Haití: las autoridades de transición democrática eligen a Garry Conille como nuevo primer ministro

El país caribeño atraviesa desde febrero de este año su peor crisis política y de seguridad desde el terremoto de 2010. El 80% de la capital está controlada por bandas criminales armadas.

El consejo de transición haitiano nombre este martes a última hora a Gary Conille como nuevo primer ministro del país. El organismo trabajaba desde hace meses para lograr los apoyos suficientes y así poder nombrar un mandatario estable después de la crisis que atravesó el país en febrero de este año.

Gary Conille, hasta ahora un experto que trabajaba con Naciones Unidas en Haití, sucede así al primer ministro interino Michel Patrick Boisvert, que dio en abril un paso al frente para sustituir al depuesto Ariel Henry.

Conille tiene 58 y es médico de formación.
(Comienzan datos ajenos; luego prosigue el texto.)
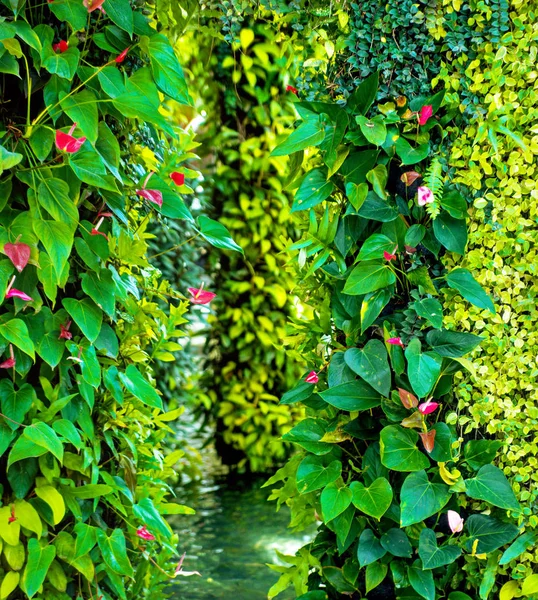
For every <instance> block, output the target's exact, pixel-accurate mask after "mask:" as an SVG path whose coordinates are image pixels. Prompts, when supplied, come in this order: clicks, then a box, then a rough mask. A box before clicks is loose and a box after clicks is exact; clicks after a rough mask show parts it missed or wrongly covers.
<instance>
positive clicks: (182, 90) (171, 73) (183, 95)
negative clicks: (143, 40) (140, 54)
mask: <svg viewBox="0 0 538 600" xmlns="http://www.w3.org/2000/svg"><path fill="white" fill-rule="evenodd" d="M149 57H150V61H151V69H152V71H153V78H154V79H155V83H156V84H157V87H158V88H159V89H160V90H161V92H163V93H165V94H167V95H168V96H170V98H173V99H174V100H176V101H177V102H179V103H180V104H189V105H192V100H191V98H190V96H189V92H188V90H187V83H186V82H185V77H184V76H183V70H182V68H181V65H180V64H179V61H178V59H177V57H176V54H175V52H174V49H173V48H172V46H171V44H170V42H169V41H168V39H167V38H166V36H164V35H161V34H158V35H152V36H151V38H150V40H149Z"/></svg>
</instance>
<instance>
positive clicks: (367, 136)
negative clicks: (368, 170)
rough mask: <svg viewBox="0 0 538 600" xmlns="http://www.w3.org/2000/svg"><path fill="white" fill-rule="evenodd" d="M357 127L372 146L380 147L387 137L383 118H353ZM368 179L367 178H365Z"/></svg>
mask: <svg viewBox="0 0 538 600" xmlns="http://www.w3.org/2000/svg"><path fill="white" fill-rule="evenodd" d="M355 120H356V121H357V125H358V126H359V127H360V130H361V132H362V134H363V135H364V137H365V138H366V139H367V140H368V141H369V142H370V143H371V144H374V146H382V145H383V144H384V143H385V139H386V137H387V127H386V125H385V117H384V116H383V115H377V116H375V117H374V118H373V119H367V118H366V117H363V116H362V115H360V116H358V117H355ZM367 177H368V176H367Z"/></svg>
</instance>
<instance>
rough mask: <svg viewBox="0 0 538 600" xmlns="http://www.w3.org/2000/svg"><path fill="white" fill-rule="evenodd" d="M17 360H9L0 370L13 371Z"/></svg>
mask: <svg viewBox="0 0 538 600" xmlns="http://www.w3.org/2000/svg"><path fill="white" fill-rule="evenodd" d="M16 362H17V361H16V360H15V359H14V358H8V359H7V360H5V361H4V362H3V363H0V369H11V367H14V366H15V364H16Z"/></svg>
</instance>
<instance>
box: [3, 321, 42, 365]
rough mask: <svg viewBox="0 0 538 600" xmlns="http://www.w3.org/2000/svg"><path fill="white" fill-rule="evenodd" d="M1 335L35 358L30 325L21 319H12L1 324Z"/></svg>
mask: <svg viewBox="0 0 538 600" xmlns="http://www.w3.org/2000/svg"><path fill="white" fill-rule="evenodd" d="M0 335H1V336H2V337H4V338H6V340H7V341H8V342H10V343H11V344H13V345H14V346H16V347H17V348H19V349H20V350H22V351H23V352H24V353H25V354H28V356H29V357H30V358H31V359H32V360H35V348H34V343H33V342H32V340H31V339H30V333H29V331H28V327H27V326H26V323H25V322H24V321H21V319H10V320H9V321H7V322H6V323H2V324H1V325H0Z"/></svg>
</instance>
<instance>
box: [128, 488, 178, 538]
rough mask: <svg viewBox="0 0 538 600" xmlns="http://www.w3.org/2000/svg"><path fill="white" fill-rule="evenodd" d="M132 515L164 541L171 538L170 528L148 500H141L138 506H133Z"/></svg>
mask: <svg viewBox="0 0 538 600" xmlns="http://www.w3.org/2000/svg"><path fill="white" fill-rule="evenodd" d="M133 513H134V514H135V516H136V518H137V519H140V521H142V522H143V523H144V524H145V525H147V526H148V527H149V530H150V531H152V532H153V533H159V534H160V535H162V536H163V537H164V538H166V539H170V537H172V530H171V529H170V526H169V525H168V523H167V522H166V521H165V520H164V519H163V517H162V516H161V514H160V513H159V511H158V510H157V509H156V508H155V506H154V504H153V502H152V501H151V500H150V499H149V498H143V499H142V500H140V502H139V503H138V504H135V505H134V506H133Z"/></svg>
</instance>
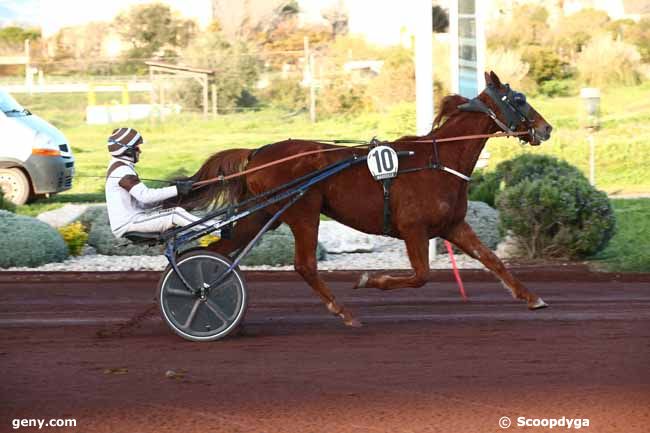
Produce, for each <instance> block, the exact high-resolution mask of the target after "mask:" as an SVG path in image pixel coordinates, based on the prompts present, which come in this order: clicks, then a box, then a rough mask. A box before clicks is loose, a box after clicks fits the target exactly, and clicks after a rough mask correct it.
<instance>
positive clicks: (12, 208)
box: [0, 188, 16, 212]
mask: <svg viewBox="0 0 650 433" xmlns="http://www.w3.org/2000/svg"><path fill="white" fill-rule="evenodd" d="M0 209H3V210H6V211H9V212H15V211H16V205H15V204H13V203H12V202H10V201H9V200H8V199H6V198H5V194H4V191H2V188H0Z"/></svg>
Ha sido director regional de UNICEF para América Latina y el Caribe desde enero de 2023 y anteriormente ocupó el cargo de primer ministro de Haití de octubre de 2011 a mayo de 2012 bajo el mandato del entonces presidente Michel Martelly.

La elección de Conille por parte de la junta para la transición democrática se espera como un paso más para estabilizar el país que atraviesa su peor crisis política y de seguridad en años. En febrero de 2024, las pandillas delincuentes armadas de Haití tomaron el control del país y de las calles después de varios motines en las prisiones de la isla.

La crisis empeoró cuando el primer ministro Ariel Henry viajó fuera de Haití para ir a Kenia con el objetivo de solicitar apoyo militar y policial para luchar contra la crisis de la delincuencia. El descontrol de las bandas en las calles de la capital Puerto Príncipe fue tal que Henry no pudo volver a Haití con garantías mínimas de seguridad.

La violencia de las bandas sigue aumentando en algunas zonas de la capital de Haití y más allá, mientras Conille toma el timón del conflictivo país caribeño a la espera del despliegue de una fuerza policial procedente de Kenia y otros países y respaldada por la ONU. Se calcula que el 80% de la extensión de la capital está bajo control de las bandas armadas.